There is a misconception out there that the CRA is always right and that they only go after people that are dishonest in filing their taxes.  Well if you read the Tax Court of Canada Case reproduced below you will see that the CRA again is taking unreasonable positions on situations that should be painfully obvious.  Again the sheer stupidity is amazing.  This went through a team leader, Notice of Objection, Notice of Appeal, and then a Justice Lawyer.  Even with all this review it still went to Court.  I am happy to report that the Court ruled in favor of the taxpayer, but it should never have gone to Court.  This should have been settled without all the hassle by the CRA at the objection / appeal stage.

 

Document Excerpt:

Spanner v. The Queen. Tax Court of Canada (Informal Procedure), February 4, 2013. Neutral Cite: 2013 TCC 40. Court File No.: 2012-2239(IT)I. Graham, J. Employee Benefit – Employment at Special Work Site – Taxpayer was hired as a safety coordinator which required her to work at a job site located 45 to 90 minutes from Fort McMurray, Alberta. She lived in Fort McMurray during when she was working and in Kelowna, BC on her days off. Employer provided taxpayer with a $25,200 living allowance and she paid $2,000 per month for a rental unit in Fort McMurray. While living in her home in Kelowna, BC, the taxpayer lived with another family where she was not required to pay rent but provided household chores in lieu. Taxpayer had strong ties to BC including her phone number, mailing address, location of her doctor/dentist, driver’s license, and filed her returns based on BC residence. Taxpayer argued that pursuant to ss. 6(6) of the ITA she maintained a “self-contained domestic establishment” as her principal place of residence was in BC. Minister reassessed the taxpayer to include the allowance and argued that the Kelowna home was not a self-contained domestic establishment as she did not “as a general rule” sleep and eat there since she was in Fort McMurray 20 out of 28 nights.

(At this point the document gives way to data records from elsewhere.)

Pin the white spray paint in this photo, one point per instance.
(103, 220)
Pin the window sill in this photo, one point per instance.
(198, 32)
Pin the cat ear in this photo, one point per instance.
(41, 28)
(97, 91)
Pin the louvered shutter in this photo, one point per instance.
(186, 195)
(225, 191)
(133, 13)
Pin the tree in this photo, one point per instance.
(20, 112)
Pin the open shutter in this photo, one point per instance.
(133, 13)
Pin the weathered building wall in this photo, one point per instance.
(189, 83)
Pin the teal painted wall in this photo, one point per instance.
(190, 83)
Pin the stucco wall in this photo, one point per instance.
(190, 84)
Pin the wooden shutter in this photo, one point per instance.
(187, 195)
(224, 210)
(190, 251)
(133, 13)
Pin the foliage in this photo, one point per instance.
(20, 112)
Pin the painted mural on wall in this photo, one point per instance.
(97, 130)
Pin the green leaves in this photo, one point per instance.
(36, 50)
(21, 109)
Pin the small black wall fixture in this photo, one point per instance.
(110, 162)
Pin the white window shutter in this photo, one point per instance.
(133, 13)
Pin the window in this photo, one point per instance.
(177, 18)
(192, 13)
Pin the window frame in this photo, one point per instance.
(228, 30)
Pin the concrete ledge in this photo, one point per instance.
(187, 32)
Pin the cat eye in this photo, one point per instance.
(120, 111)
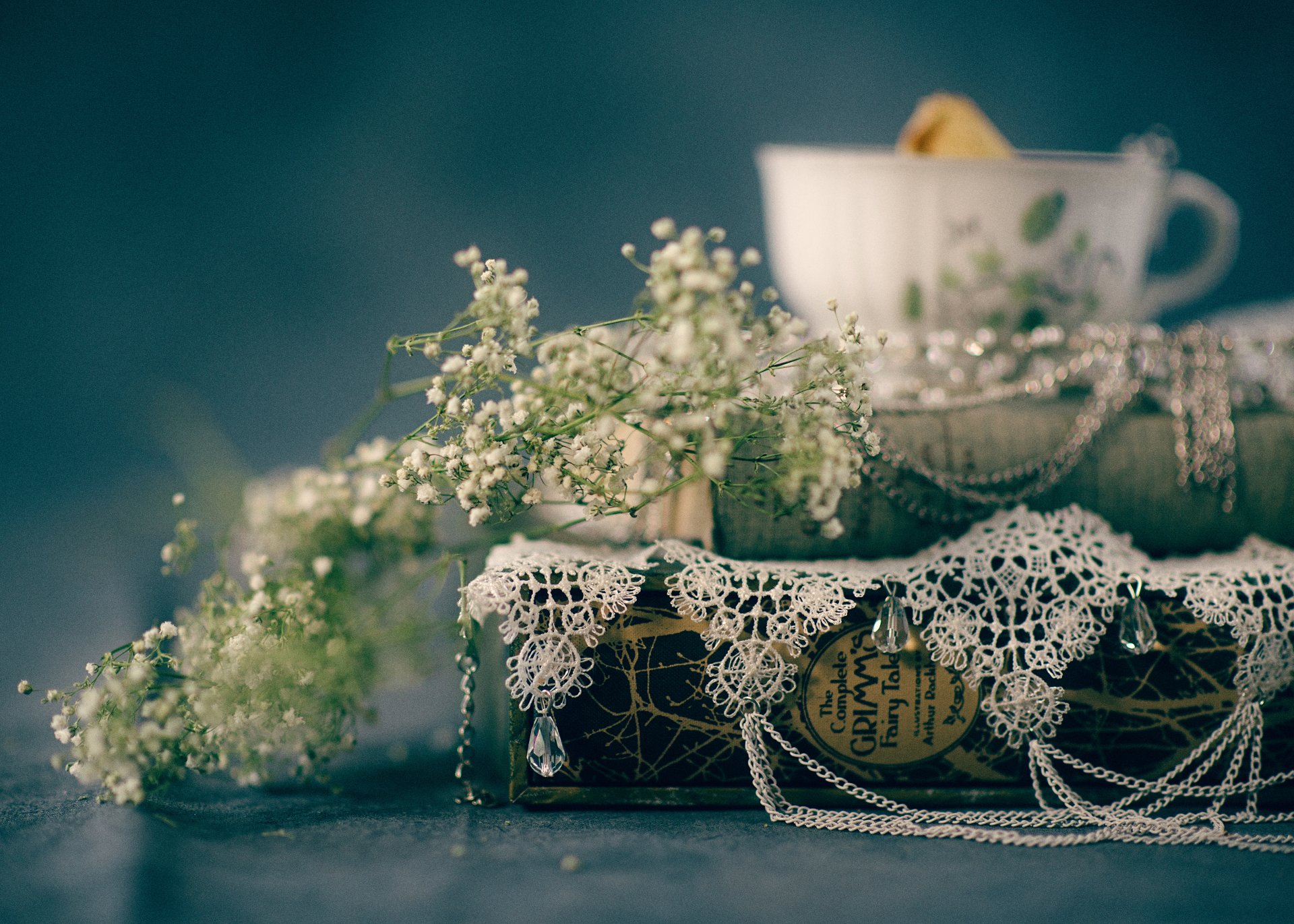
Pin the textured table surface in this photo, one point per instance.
(394, 846)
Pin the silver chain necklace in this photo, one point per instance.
(1200, 402)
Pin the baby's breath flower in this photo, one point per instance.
(694, 373)
(663, 229)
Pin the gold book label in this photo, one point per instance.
(873, 710)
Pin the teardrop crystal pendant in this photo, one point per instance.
(1136, 628)
(890, 631)
(545, 753)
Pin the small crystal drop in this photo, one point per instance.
(890, 631)
(545, 753)
(1136, 629)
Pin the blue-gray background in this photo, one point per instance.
(214, 214)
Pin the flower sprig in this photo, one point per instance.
(268, 672)
(611, 416)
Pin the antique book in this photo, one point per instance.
(646, 733)
(1129, 476)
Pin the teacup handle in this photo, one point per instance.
(1222, 233)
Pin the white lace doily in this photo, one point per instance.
(1010, 605)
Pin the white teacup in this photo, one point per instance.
(917, 243)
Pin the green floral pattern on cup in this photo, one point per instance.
(993, 295)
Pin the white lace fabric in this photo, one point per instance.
(1010, 605)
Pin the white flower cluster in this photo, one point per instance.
(616, 413)
(274, 667)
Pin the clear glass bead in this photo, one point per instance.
(890, 631)
(545, 752)
(1136, 628)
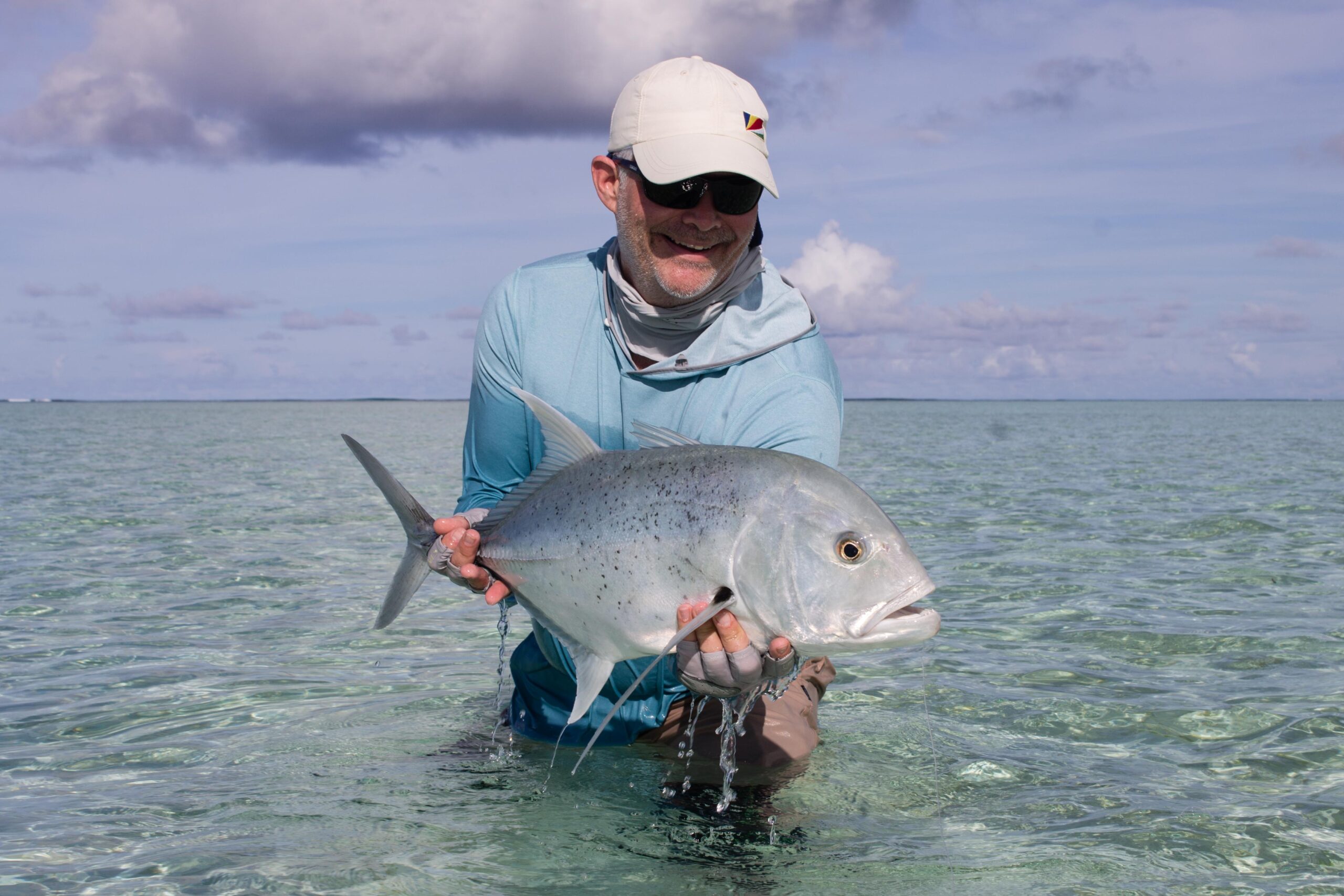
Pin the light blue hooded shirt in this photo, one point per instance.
(760, 375)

TCC concluded that: (a) the Kelowna home was a self-contained domestic establishment; (b) the Kelowna home was taxpayer’s principal place of residence (c) the term “maintain” in ss. 6(6) means “preserve for use” or “keep available” and there is no indication that taxpayer was required to pay for the Kelowna home to maintain it for purposes of s. 6(6) and;(d) if the Minister’s position was adopted, it would run afoul of the intent of ss. 6(6), which is to provide relief to those required to live away from their home at special or remote sites for employment. Appeal allowed with costs. I.T.A. s. 6(1), (6).